A bolt at 20 is slidably mounted within apertures 13A in walls 13 with spring means at 21 interposed between a wall 13 and a radially extending wall surface of a bolt collar at 20A. Accordingly, bolt 20 is biased to the left as viewed in FIG. 2 with the end segment 11A of lever 11 retaining bolt 20 against spring action.
A keeper at 22 on doorjamb 2 defines a bolt receiving socket 22A while fasteners at 23 extending into the doorjamb secure the keeper against dislodgement. A cover plate 19 is suitably secured to base 12 to conceal lock components.

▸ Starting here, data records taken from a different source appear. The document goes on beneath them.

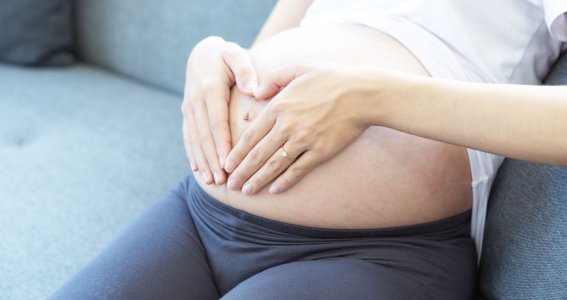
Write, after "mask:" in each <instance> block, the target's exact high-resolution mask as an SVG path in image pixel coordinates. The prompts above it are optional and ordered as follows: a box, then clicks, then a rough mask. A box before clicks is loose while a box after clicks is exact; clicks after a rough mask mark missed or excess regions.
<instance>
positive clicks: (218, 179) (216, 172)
mask: <svg viewBox="0 0 567 300" xmlns="http://www.w3.org/2000/svg"><path fill="white" fill-rule="evenodd" d="M213 176H214V177H215V183H216V184H219V182H220V180H221V178H220V173H219V171H214V172H213Z"/></svg>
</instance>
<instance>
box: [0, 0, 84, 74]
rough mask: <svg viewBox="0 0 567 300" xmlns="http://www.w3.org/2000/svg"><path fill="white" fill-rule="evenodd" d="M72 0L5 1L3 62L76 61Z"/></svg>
mask: <svg viewBox="0 0 567 300" xmlns="http://www.w3.org/2000/svg"><path fill="white" fill-rule="evenodd" d="M71 4H72V3H71V1H70V0H3V1H2V3H0V37H2V38H0V61H4V62H10V63H15V64H24V65H65V64H69V63H72V62H73V61H74V57H73V54H72V48H73V45H72V44H73V30H72V29H73V28H72V26H73V24H72V20H73V19H72V15H71Z"/></svg>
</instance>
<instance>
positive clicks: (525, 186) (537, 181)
mask: <svg viewBox="0 0 567 300" xmlns="http://www.w3.org/2000/svg"><path fill="white" fill-rule="evenodd" d="M545 83H546V84H549V85H567V54H564V55H563V56H562V57H561V58H560V59H559V61H558V62H557V63H556V65H555V67H554V68H553V70H552V71H551V73H550V74H549V76H548V78H547V79H546V81H545ZM566 101H567V99H566ZM558 138H564V137H563V136H561V137H558ZM479 272H480V276H479V287H480V290H481V292H482V293H483V295H484V296H485V297H487V298H488V299H567V167H555V166H546V165H541V164H535V163H530V162H525V161H519V160H513V159H506V160H505V161H504V163H503V164H502V167H501V168H500V171H499V172H498V176H497V177H496V180H495V182H494V186H493V188H492V194H491V197H490V201H489V202H488V214H487V219H486V227H485V233H484V246H483V250H482V259H481V263H480V270H479Z"/></svg>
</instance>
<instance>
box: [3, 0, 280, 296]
mask: <svg viewBox="0 0 567 300" xmlns="http://www.w3.org/2000/svg"><path fill="white" fill-rule="evenodd" d="M274 2H275V1H272V0H271V1H261V2H260V1H253V0H238V1H233V0H220V1H214V2H205V1H187V0H167V1H151V0H136V1H131V0H128V1H122V0H76V1H75V2H74V4H75V16H74V19H75V31H76V38H77V52H78V55H79V57H80V59H81V62H80V63H77V64H74V65H72V66H69V67H58V68H51V67H50V68H24V67H17V66H12V65H5V64H0V299H2V300H4V299H10V300H12V299H17V300H25V299H44V298H46V297H47V296H48V295H49V294H51V293H52V292H53V291H54V290H55V289H56V288H57V287H58V286H60V285H61V284H63V282H64V281H66V280H67V279H68V278H69V277H70V276H72V275H73V274H74V273H75V272H77V271H78V270H79V269H80V268H81V267H82V266H84V265H85V264H86V263H87V262H88V261H89V260H91V259H92V258H93V257H94V256H95V255H96V254H97V253H98V252H100V250H101V249H102V248H103V247H104V246H105V245H106V244H108V243H109V242H110V241H111V240H112V238H113V237H114V236H115V235H116V234H117V233H118V232H119V231H120V230H121V229H122V228H124V226H125V225H126V224H128V223H129V222H130V221H131V220H132V219H133V218H134V217H135V216H136V215H138V214H139V213H140V212H141V211H142V210H144V208H145V207H147V206H148V205H149V204H150V203H151V202H153V201H155V200H157V199H158V198H159V197H160V196H161V195H162V194H164V193H165V192H167V191H168V190H170V189H172V188H173V187H175V186H176V184H177V183H178V181H180V180H181V179H183V178H184V177H185V176H186V175H187V174H188V173H189V165H188V163H187V159H186V157H185V152H184V148H183V144H182V138H181V113H180V107H181V102H182V92H183V85H184V81H185V63H186V60H187V56H188V54H189V52H190V50H191V49H192V48H193V46H194V45H195V44H196V43H197V42H198V41H200V40H201V39H203V38H204V37H206V36H208V35H212V34H213V35H219V36H223V37H226V39H227V40H233V41H236V42H238V43H240V44H242V45H244V46H246V45H249V44H250V43H251V41H252V40H253V38H254V37H255V35H256V34H257V32H258V30H259V28H260V26H261V24H262V23H263V22H264V20H265V18H266V17H267V15H268V14H269V12H270V10H271V8H272V5H273V4H274Z"/></svg>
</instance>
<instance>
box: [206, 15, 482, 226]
mask: <svg viewBox="0 0 567 300" xmlns="http://www.w3.org/2000/svg"><path fill="white" fill-rule="evenodd" d="M251 54H252V59H253V62H254V64H255V66H256V68H257V70H258V72H259V73H260V74H262V73H264V72H266V71H269V70H272V69H275V68H278V67H281V66H284V65H287V64H290V63H294V62H301V61H304V60H319V61H329V62H336V63H343V64H349V65H353V66H362V67H377V68H386V69H393V70H398V71H403V72H408V73H413V74H420V75H423V76H429V74H428V73H427V71H426V70H425V69H424V68H423V66H422V65H421V64H420V62H419V61H418V60H417V59H416V58H415V56H413V54H411V52H409V51H408V50H407V49H406V48H405V47H403V46H402V45H401V44H400V43H399V42H397V41H396V40H395V39H393V38H391V37H390V36H388V35H385V34H383V33H381V32H378V31H376V30H373V29H370V28H367V27H363V26H358V25H348V24H342V25H327V26H318V27H309V28H295V29H291V30H288V31H285V32H282V33H280V34H278V35H276V36H273V37H271V38H270V39H267V40H265V41H264V42H262V43H260V44H259V45H257V46H255V47H254V48H253V49H252V50H251ZM305 101H309V99H306V100H305ZM266 103H267V102H266V101H257V100H253V99H251V98H249V97H246V96H243V95H242V94H240V93H239V92H238V91H236V90H233V92H232V96H231V100H230V122H231V124H230V126H231V131H232V136H233V143H235V142H236V141H237V140H238V138H239V137H240V135H241V134H242V133H243V131H244V130H245V129H246V128H247V127H248V126H249V124H250V122H252V121H253V120H254V118H255V116H257V115H258V113H259V112H260V111H261V110H262V109H263V107H264V106H265V104H266ZM245 119H249V120H248V121H246V120H245ZM195 178H196V179H197V181H198V183H199V185H200V186H201V187H202V188H203V189H204V190H205V191H206V192H207V193H209V194H210V195H211V196H213V197H214V198H216V199H218V200H219V201H222V202H224V203H226V204H228V205H230V206H232V207H235V208H238V209H240V210H243V211H246V212H249V213H252V214H255V215H259V216H262V217H265V218H268V219H273V220H277V221H281V222H286V223H291V224H297V225H303V226H311V227H320V228H335V229H363V228H385V227H394V226H404V225H412V224H419V223H424V222H430V221H435V220H439V219H443V218H446V217H449V216H453V215H456V214H458V213H461V212H464V211H466V210H468V209H470V207H471V203H472V200H471V199H472V192H471V184H470V182H471V180H470V169H469V163H468V157H467V153H466V149H464V148H461V147H457V146H453V145H448V144H444V143H439V142H436V141H432V140H427V139H423V138H420V137H416V136H412V135H408V134H405V133H402V132H399V131H395V130H391V129H388V128H383V127H370V128H369V129H368V130H366V131H365V132H364V134H363V135H362V136H361V137H359V138H358V139H357V140H356V141H355V142H354V143H353V144H352V145H350V146H349V147H347V148H346V149H345V150H344V151H342V152H341V153H339V154H338V155H337V156H336V157H334V158H332V159H330V160H328V161H327V162H325V163H323V164H322V165H320V166H318V167H317V168H315V169H314V170H313V171H312V172H311V173H309V174H308V175H307V176H306V177H305V178H304V179H303V180H302V181H300V182H299V183H298V184H297V185H295V186H294V187H293V188H291V189H290V190H288V191H287V192H284V193H283V194H278V195H272V194H270V193H268V189H267V188H265V189H264V190H262V191H260V192H259V193H257V194H256V195H253V196H246V195H244V194H243V193H242V192H234V191H230V190H228V189H227V188H226V185H222V186H214V185H206V184H204V183H203V181H202V179H201V177H200V176H195Z"/></svg>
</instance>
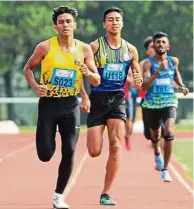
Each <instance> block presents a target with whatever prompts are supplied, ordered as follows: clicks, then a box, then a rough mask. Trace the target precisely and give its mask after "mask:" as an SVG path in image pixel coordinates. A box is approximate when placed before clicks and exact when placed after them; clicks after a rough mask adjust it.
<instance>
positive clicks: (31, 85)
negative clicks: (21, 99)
mask: <svg viewBox="0 0 194 209" xmlns="http://www.w3.org/2000/svg"><path fill="white" fill-rule="evenodd" d="M47 45H48V44H47V43H46V41H45V42H41V43H40V44H38V45H37V46H36V48H35V50H34V52H33V54H32V55H31V57H30V58H29V60H28V61H27V63H26V64H25V66H24V69H23V72H24V76H25V78H26V80H27V82H28V83H29V85H30V86H31V87H32V89H34V90H35V89H36V87H37V86H38V84H37V82H36V80H35V78H34V74H33V70H34V69H35V68H36V67H37V66H38V65H39V64H40V63H41V61H42V60H43V59H44V57H45V56H46V54H47V53H48V50H49V46H47Z"/></svg>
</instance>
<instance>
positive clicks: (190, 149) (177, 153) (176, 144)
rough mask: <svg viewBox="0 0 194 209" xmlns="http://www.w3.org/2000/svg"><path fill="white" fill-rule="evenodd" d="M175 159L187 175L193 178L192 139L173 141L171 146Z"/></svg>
mask: <svg viewBox="0 0 194 209" xmlns="http://www.w3.org/2000/svg"><path fill="white" fill-rule="evenodd" d="M173 155H174V157H175V159H176V160H177V161H178V162H179V163H180V164H181V165H182V166H183V168H184V170H185V171H186V173H187V175H188V176H189V177H190V178H191V179H193V140H192V139H183V140H181V141H175V142H174V146H173Z"/></svg>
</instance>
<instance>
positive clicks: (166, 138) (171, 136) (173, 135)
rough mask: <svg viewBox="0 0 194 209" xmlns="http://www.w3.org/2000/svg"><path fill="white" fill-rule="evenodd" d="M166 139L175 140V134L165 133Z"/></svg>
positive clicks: (171, 140) (164, 139) (170, 140)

With attention to FIG. 3, it will be seen that contact member 10 is inwardly displaced toward the surface of door 1 by hand contact during grasping of the doorknob resulting in lever 11 being displaced to disengage end segment 11A from bolt collar 20A permitting bolt retraction to the broken line position. In an unlocked condition bolt collar 20A rests against base wall 13 at the left side of base 12 with lever end 11A at rest on said collar. Locking is reaccomplished by axial displacement of the bolt by fingertip pressure until collar 20A clears the lever permitting automatic resetting of the lever in response to the action of spring finger 17.
In FIG. 4 a modified form of the invention is shown with prime reference numerals identifying similar structure earlier described in conjunction with the first described form of the invention. Door 1' is fitted with a bar accessory at 24 swingably mounted at its ends as at 25 permitting arcuate travel toward the surface of door 1' in response to hand pressure. Spring return means, not shown, positions bar 24 outwardly from door 1'. The modified form of the invention includes a lever 11' of a lock mechanism inverted from its earlier disclosed position. Contact member 10' in the form of an extension of lever 11' rests in contact with the rearward side of door mounted bar 24. Inward movement of bar 24 in response to manual pressure exerted thereon results in like movement of the exposed segment of lever 11' for retraction of the bolt from a keeper 22' in the manner described earlier.
While I have shown but a few forms of the invention it will be apparent to those skilled in the art that the invention may be embodied still otherwise without departing from the spirit and scope of the invention.